Inhibition of kynurenine aminotransferase. A potential new drug target for the treatment of schizophrenia

PhD ceremony: Ms. U. Dijkman, 13.15 uur, Academiegebouw, Broerstraat 5, Groningen

Thesis: Inhibition of kynurenine aminotransferase. A potential new drug target for the treatment of schizophrenia

Promotor(s): prof. B.H.C. Westerink

Faculty: Mathematics and Natural Sciences

The kynurenine pathway is the main route for tryptophan metabolism. The most important intermediate is kynurenine. Kynurenine (KYN) is converted to kynurenic acid (KYNA) by the enzyme kynurenine aminotransferase (KAT). KYN can also be converted to anthranilic acid (AA) and 3-hydroxykynurenine (3-OH-KYN) by kynureninase (KYNase) and kynurenine mono-oxygenase (KMO), respectively.

Elevated levels of KYNA have been found in patients with schizophrenia. A straightforward way to decrease KYNA levels is inhibition of the biosynthetic enzyme KAT. It is important to inhibit KAT selectively over KYNase and KMO. If the latter two enzymes are inhibited, increased availability of KYN would lead to enhanced synthesis of KYNA.

In her thesis Ulrike Dijkman has described the synthesis and biological evaluation of a series of KYN analogs. The analogs consist of a bicyclic core, which locks the KYN scaffold in a rigid structure. Evaluation of the bicyclic structures and several flexible analogs in KAT, KYNase and KMO assays provided interesting information regarding selectivity profiles.

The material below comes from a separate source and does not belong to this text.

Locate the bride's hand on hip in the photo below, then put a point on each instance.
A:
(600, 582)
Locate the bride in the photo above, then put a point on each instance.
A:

In addition, the characterization of KAT is described by Dijkman. The evolutionary position of the enzyme within the group of vitamin B6 dependent enzymes was studied. Furthermore, the substrate binding site of KAT enzymes was studied by Dijkman by means of homology modeling, docking and comparison of results to available crystal structures. The knowledge she gathered is important for the rational design of pharmacologically active compounds.